I did some horse trading today for this Super Sport. I have been looking at it on CL for about a month and really like the silver blue metallic color so we got together and traded bikes. I can’t wait to get started detailing the bike. Tim


----------



## DrRumack80 (Oct 12, 2022)

Those are great bikes.  Are those 700C clinchers? The owner of my LBS used to ride an '81 Super Sport until he crashed it.  It came with 700C clinchers.


----------



## schwinnbikebobb (Oct 12, 2022)

Nice Tim!!   Classy color!!!


----------



## Tim s (Oct 13, 2022)

Yes they are 700c clinchers. Thanks Bob, I did a few test spots yesterday and it clean up without too much effort. Tim


----------



## Tim s (Oct 16, 2022)

I started cleaning the front end of the bike today and it is starting to shine nicely.


----------



## Tim s (Oct 18, 2022)

The front hub tag ( yellow) is coming up. I would like to preserve it on the hub any suggestions for what to use to make it stay attached? Tim


----------



## schwinnbikebobb (Oct 18, 2022)

Hey Tim

I have used shipping tape cut a little bigger than the decal.


----------



## Tim s (Oct 19, 2022)

Thanks Bob I’ll do that. Tim


----------



## Tim s (Oct 29, 2022)

Well it is finally finished. The tires came in yesterday so i put those on and installed the shift cables. Dwayne at the local Trek store wrapped the bars with new tape the old school way.
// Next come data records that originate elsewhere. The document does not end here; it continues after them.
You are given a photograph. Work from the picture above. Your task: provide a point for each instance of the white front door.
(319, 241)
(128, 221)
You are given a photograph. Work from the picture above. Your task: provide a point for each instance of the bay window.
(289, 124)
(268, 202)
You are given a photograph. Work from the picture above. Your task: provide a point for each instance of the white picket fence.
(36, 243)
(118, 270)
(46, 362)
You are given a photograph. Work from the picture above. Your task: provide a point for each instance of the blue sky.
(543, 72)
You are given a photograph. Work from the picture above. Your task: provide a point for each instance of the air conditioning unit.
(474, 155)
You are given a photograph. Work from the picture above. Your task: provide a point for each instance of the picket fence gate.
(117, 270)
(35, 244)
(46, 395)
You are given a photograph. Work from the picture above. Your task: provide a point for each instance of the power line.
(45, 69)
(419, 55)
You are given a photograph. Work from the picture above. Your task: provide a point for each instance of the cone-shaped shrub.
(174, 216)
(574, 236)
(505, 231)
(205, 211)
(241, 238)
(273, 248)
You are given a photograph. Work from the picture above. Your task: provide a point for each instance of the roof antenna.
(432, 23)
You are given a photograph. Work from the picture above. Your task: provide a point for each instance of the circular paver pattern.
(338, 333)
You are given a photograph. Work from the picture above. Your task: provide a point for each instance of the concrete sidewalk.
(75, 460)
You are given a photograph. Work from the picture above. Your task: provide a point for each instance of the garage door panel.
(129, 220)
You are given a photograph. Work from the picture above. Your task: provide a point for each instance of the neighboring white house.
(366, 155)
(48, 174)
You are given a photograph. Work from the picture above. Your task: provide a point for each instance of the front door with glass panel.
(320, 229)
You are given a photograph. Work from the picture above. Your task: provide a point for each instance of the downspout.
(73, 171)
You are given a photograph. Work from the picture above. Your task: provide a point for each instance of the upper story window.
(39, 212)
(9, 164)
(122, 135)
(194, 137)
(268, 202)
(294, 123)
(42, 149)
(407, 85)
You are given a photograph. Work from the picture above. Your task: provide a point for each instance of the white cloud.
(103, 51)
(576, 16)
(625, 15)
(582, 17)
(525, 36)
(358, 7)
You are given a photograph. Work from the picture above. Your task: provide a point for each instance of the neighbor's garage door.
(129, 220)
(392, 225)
The tape goes well with the cable housings and the whitewalls go with the color of the frame. I have found the detailing of the wheels takes the most time if you want them to look good. The bike rides great and has a light feel. Thanks for looking. Tim


----------



## Tim s (Oct 29, 2022)

At some point in its life someone used a paint roller near it and I had to picked a lot of little specks of paint off the frame. Tim


----------